Five mistakes beginner traders often make
Learning a new skill takes time. And a significant part of the learning process is understanding how to deal with the mistakes that will, inevitably, be made.
How quickly we learn from our mistakes when trading determines how successful we can be. The most important thing is to make sure that a single mistake does not result in a situation from which you can’t recover.
After talking to experienced traders, we’ve compiled a list of five common mistakes a new trader could make so you can avoid them. We’re good like that.
1. Failing to create a trading plan
We all have losing trades. It isn’t possible to get every trade right. But how we deal with these losing trades is key. Every time you enter a new position you should have a target entry price, an idea of where to take a profit if the trade is successful and a stop loss - the level we will close the trade if it is losing us too much money. These are all essential elements of a good trading plan. It’s also vitally important to understand the market you’re trading. This includes being informed about the market’s potential volatility, knowing the factors that may influence the price and being aware when information is released that could dramatically increase trading activity.
2. Listening to others
Listening to others who claim to have a ‘sure-fire system that will guarantee a profit’. There is no such system. So please don’t waste your time and money chasing short cuts that promise success. Yes, there’s plenty of valuable information that can be found on and offline from reputable, market experienced educators. But anyone claiming that they have a sure-fire method to beat the market should be ignored. If they had the answer, why would they share it with anyone else?
3. Making a bad situation worse
When the market moves against you it’s very easy to lose your discipline and become reckless. You could come up with reasons to sit back and let losses mount rather than closing out your position. Or you could add to your losing position by opening another position in the same direction. This last fault is called ‘averaging in’ as it means that you now have a better ‘average’ entry price for your total trade. But by adding to a losing trade, you run the risk of increasing your potential losses dramatically. You’ve also gone against your trading plan which means your emotions will take over. You’re now just ‘hoping’ that the market will recover. The word to focus on here is ‘hope’. You are no longer basing your decisions on research and your trading plan. This is where a bad situation can quickly escalate into one from which you can’t recover, putting all your trading capital at risk.

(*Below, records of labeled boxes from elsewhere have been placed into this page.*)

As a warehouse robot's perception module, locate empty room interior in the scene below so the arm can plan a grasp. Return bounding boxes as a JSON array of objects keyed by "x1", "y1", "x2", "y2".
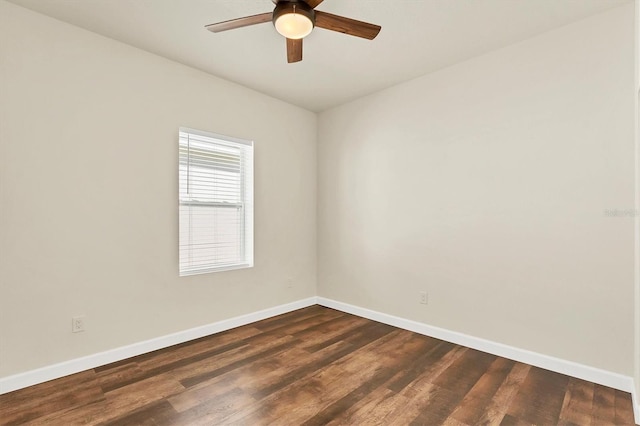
[{"x1": 0, "y1": 0, "x2": 640, "y2": 426}]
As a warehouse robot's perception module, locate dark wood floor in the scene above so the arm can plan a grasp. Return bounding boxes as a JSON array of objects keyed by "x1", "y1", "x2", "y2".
[{"x1": 0, "y1": 306, "x2": 633, "y2": 426}]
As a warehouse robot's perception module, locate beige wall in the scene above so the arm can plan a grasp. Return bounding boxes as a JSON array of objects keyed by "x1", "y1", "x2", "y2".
[
  {"x1": 634, "y1": 0, "x2": 640, "y2": 408},
  {"x1": 0, "y1": 1, "x2": 316, "y2": 377},
  {"x1": 318, "y1": 4, "x2": 634, "y2": 376}
]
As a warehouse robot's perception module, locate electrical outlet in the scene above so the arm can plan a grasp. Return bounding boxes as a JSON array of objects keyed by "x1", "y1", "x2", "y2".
[{"x1": 71, "y1": 315, "x2": 84, "y2": 333}]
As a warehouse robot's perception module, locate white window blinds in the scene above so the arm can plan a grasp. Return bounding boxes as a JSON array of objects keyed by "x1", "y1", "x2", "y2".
[{"x1": 179, "y1": 128, "x2": 253, "y2": 276}]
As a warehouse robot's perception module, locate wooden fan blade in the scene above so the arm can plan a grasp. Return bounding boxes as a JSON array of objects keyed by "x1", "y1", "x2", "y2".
[
  {"x1": 205, "y1": 12, "x2": 273, "y2": 33},
  {"x1": 316, "y1": 10, "x2": 382, "y2": 40},
  {"x1": 287, "y1": 38, "x2": 302, "y2": 64},
  {"x1": 303, "y1": 0, "x2": 324, "y2": 9}
]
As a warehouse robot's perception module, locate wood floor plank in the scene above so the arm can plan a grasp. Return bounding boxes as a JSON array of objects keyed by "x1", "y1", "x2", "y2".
[
  {"x1": 0, "y1": 370, "x2": 104, "y2": 425},
  {"x1": 449, "y1": 358, "x2": 516, "y2": 425},
  {"x1": 591, "y1": 385, "x2": 616, "y2": 426},
  {"x1": 470, "y1": 362, "x2": 531, "y2": 425},
  {"x1": 559, "y1": 379, "x2": 594, "y2": 426},
  {"x1": 507, "y1": 367, "x2": 569, "y2": 425},
  {"x1": 0, "y1": 306, "x2": 633, "y2": 426},
  {"x1": 613, "y1": 390, "x2": 635, "y2": 426}
]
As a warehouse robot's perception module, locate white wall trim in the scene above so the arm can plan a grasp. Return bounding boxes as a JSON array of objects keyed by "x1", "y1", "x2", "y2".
[
  {"x1": 631, "y1": 386, "x2": 640, "y2": 425},
  {"x1": 318, "y1": 297, "x2": 638, "y2": 394},
  {"x1": 0, "y1": 297, "x2": 316, "y2": 395}
]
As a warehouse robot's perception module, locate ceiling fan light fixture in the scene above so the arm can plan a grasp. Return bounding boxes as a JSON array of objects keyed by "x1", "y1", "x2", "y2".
[{"x1": 273, "y1": 1, "x2": 315, "y2": 40}]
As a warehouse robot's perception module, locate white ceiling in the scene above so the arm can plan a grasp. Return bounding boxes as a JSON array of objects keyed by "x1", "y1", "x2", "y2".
[{"x1": 11, "y1": 0, "x2": 631, "y2": 111}]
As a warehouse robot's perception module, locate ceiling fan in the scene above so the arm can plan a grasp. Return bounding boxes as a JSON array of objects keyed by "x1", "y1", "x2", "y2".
[{"x1": 205, "y1": 0, "x2": 382, "y2": 63}]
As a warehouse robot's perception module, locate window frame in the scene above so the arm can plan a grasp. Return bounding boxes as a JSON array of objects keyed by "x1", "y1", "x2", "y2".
[{"x1": 178, "y1": 127, "x2": 255, "y2": 277}]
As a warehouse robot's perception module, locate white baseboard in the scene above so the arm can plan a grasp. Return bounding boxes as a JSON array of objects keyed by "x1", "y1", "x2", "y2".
[
  {"x1": 317, "y1": 297, "x2": 640, "y2": 394},
  {"x1": 631, "y1": 386, "x2": 640, "y2": 425},
  {"x1": 0, "y1": 297, "x2": 640, "y2": 425},
  {"x1": 0, "y1": 297, "x2": 316, "y2": 395}
]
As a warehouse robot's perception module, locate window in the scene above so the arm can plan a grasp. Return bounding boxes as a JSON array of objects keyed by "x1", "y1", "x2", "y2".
[{"x1": 179, "y1": 128, "x2": 253, "y2": 276}]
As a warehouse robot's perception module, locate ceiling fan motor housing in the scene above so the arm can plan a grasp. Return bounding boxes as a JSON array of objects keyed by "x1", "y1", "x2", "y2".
[{"x1": 272, "y1": 0, "x2": 316, "y2": 32}]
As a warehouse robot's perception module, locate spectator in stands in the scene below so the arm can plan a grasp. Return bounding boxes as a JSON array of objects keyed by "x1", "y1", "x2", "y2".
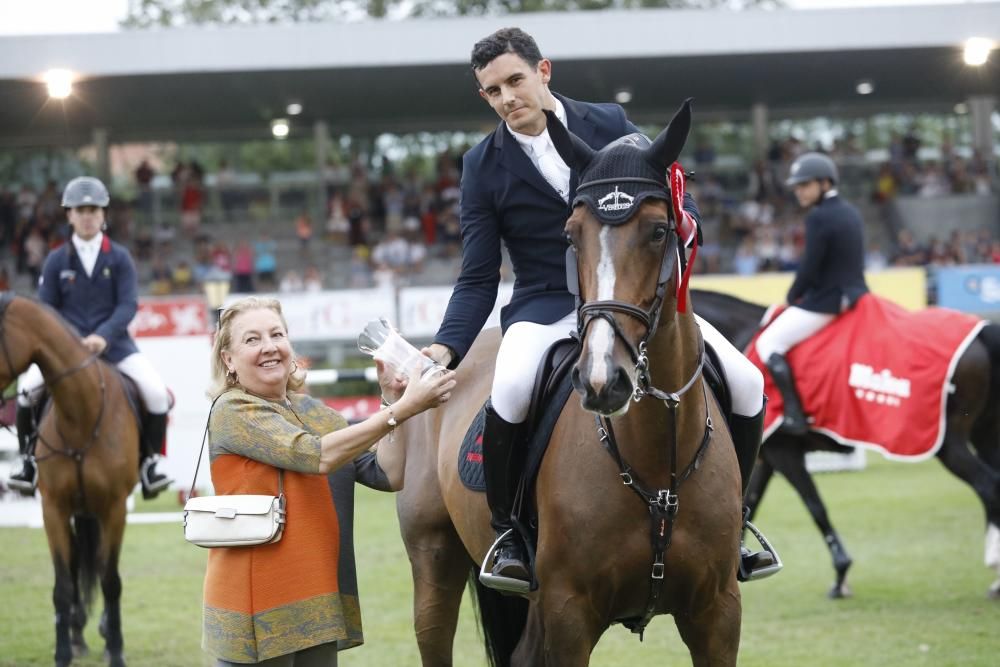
[
  {"x1": 215, "y1": 158, "x2": 239, "y2": 221},
  {"x1": 302, "y1": 264, "x2": 323, "y2": 293},
  {"x1": 755, "y1": 153, "x2": 868, "y2": 435},
  {"x1": 170, "y1": 259, "x2": 195, "y2": 294},
  {"x1": 278, "y1": 269, "x2": 302, "y2": 294},
  {"x1": 348, "y1": 245, "x2": 374, "y2": 289},
  {"x1": 253, "y1": 234, "x2": 278, "y2": 289},
  {"x1": 295, "y1": 211, "x2": 313, "y2": 260},
  {"x1": 233, "y1": 239, "x2": 254, "y2": 294},
  {"x1": 24, "y1": 227, "x2": 49, "y2": 285},
  {"x1": 892, "y1": 229, "x2": 927, "y2": 266},
  {"x1": 181, "y1": 167, "x2": 205, "y2": 238},
  {"x1": 135, "y1": 159, "x2": 156, "y2": 220},
  {"x1": 149, "y1": 253, "x2": 173, "y2": 296},
  {"x1": 201, "y1": 297, "x2": 455, "y2": 667}
]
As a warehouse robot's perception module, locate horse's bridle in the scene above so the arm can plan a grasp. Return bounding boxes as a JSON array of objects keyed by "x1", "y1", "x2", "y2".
[
  {"x1": 566, "y1": 178, "x2": 705, "y2": 401},
  {"x1": 566, "y1": 178, "x2": 714, "y2": 640}
]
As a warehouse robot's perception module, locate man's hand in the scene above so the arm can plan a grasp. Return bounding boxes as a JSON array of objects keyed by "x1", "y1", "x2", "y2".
[
  {"x1": 420, "y1": 343, "x2": 455, "y2": 368},
  {"x1": 375, "y1": 359, "x2": 407, "y2": 403},
  {"x1": 80, "y1": 334, "x2": 108, "y2": 354}
]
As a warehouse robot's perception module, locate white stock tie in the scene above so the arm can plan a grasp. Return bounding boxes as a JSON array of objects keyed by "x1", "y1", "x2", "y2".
[{"x1": 531, "y1": 135, "x2": 569, "y2": 201}]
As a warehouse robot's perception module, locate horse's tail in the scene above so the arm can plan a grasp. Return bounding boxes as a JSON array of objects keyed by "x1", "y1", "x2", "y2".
[
  {"x1": 73, "y1": 514, "x2": 101, "y2": 609},
  {"x1": 469, "y1": 565, "x2": 528, "y2": 667}
]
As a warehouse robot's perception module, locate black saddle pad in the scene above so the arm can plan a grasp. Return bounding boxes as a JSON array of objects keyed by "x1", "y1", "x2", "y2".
[{"x1": 458, "y1": 339, "x2": 579, "y2": 491}]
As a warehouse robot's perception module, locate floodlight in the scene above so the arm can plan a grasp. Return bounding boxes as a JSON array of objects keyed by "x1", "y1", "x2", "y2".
[
  {"x1": 42, "y1": 69, "x2": 73, "y2": 100},
  {"x1": 271, "y1": 118, "x2": 291, "y2": 139},
  {"x1": 962, "y1": 37, "x2": 994, "y2": 67}
]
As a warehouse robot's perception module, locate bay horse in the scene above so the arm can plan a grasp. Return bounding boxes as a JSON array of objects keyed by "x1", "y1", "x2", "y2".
[
  {"x1": 395, "y1": 104, "x2": 742, "y2": 667},
  {"x1": 691, "y1": 290, "x2": 1000, "y2": 598},
  {"x1": 0, "y1": 292, "x2": 139, "y2": 667}
]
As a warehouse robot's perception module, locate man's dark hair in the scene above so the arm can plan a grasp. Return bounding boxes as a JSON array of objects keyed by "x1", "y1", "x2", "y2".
[{"x1": 471, "y1": 28, "x2": 542, "y2": 74}]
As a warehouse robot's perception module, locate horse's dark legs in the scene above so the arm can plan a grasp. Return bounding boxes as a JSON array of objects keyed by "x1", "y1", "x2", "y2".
[
  {"x1": 744, "y1": 457, "x2": 774, "y2": 521},
  {"x1": 98, "y1": 501, "x2": 125, "y2": 667},
  {"x1": 937, "y1": 430, "x2": 1000, "y2": 598},
  {"x1": 399, "y1": 505, "x2": 469, "y2": 667},
  {"x1": 42, "y1": 506, "x2": 75, "y2": 667},
  {"x1": 761, "y1": 434, "x2": 853, "y2": 599},
  {"x1": 674, "y1": 582, "x2": 742, "y2": 667},
  {"x1": 536, "y1": 582, "x2": 604, "y2": 667},
  {"x1": 69, "y1": 549, "x2": 90, "y2": 658}
]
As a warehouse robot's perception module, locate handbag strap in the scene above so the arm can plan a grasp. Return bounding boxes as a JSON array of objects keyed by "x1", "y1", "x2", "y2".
[{"x1": 188, "y1": 394, "x2": 285, "y2": 499}]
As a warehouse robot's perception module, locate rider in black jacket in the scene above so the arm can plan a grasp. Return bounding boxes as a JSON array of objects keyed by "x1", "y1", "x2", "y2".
[{"x1": 756, "y1": 153, "x2": 868, "y2": 435}]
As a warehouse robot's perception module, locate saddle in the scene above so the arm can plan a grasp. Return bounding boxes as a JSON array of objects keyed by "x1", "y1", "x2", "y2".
[{"x1": 458, "y1": 338, "x2": 732, "y2": 590}]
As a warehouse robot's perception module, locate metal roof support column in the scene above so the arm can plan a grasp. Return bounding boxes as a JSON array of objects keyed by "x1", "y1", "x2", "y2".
[
  {"x1": 313, "y1": 120, "x2": 330, "y2": 229},
  {"x1": 968, "y1": 95, "x2": 997, "y2": 178},
  {"x1": 750, "y1": 102, "x2": 768, "y2": 160},
  {"x1": 91, "y1": 127, "x2": 111, "y2": 189}
]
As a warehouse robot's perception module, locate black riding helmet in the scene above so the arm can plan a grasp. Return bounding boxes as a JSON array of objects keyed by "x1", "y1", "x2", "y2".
[
  {"x1": 62, "y1": 176, "x2": 111, "y2": 208},
  {"x1": 785, "y1": 153, "x2": 839, "y2": 187}
]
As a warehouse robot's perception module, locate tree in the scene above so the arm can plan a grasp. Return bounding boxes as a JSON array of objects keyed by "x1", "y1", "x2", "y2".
[{"x1": 122, "y1": 0, "x2": 783, "y2": 28}]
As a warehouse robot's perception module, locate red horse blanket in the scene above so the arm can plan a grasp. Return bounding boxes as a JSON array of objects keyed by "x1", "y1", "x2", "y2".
[{"x1": 747, "y1": 294, "x2": 986, "y2": 461}]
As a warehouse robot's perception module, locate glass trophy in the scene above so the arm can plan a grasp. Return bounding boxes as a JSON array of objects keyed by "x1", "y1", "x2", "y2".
[{"x1": 358, "y1": 317, "x2": 446, "y2": 379}]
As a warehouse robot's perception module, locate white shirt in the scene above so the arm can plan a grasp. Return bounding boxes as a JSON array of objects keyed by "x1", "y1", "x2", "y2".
[
  {"x1": 507, "y1": 97, "x2": 569, "y2": 202},
  {"x1": 73, "y1": 232, "x2": 104, "y2": 278}
]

4. Risking too much on one trade
This mistake is linked to having a poor understanding of the market you are trading. A trade of £1 per point on the UK 100 has a very different risk profile from a £1 per point trade on the Wall Street 30. Don’t apply a one-size-fits-all staking plan to your trading. Make sure you appreciate the potential volatility of the market and adjust how much you are prepared to risk accordingly.
5. The fear of missing out
It’s easy to become influenced by stories from other traders in chat rooms about how successful they’ve been trading a market with which you’re not familiar. It’s very tempting to trade on tips from others as it feels good to be in the same trade as other people, and you don’t want to feel you’re missing out on a potential money maker. It also means you don’t have to put in the homework that you would if you were making your own trading decision. But remaining disciplined becomes so much harder when you are listening to others who will assure you that the big move they’ve been promising is just around the corner.
So, these are the top 5 mistakes that we’ve identified as a problem for anyone new to trading. If you can avoid these, then you’ll dramatically increase your chances of a successful trading career.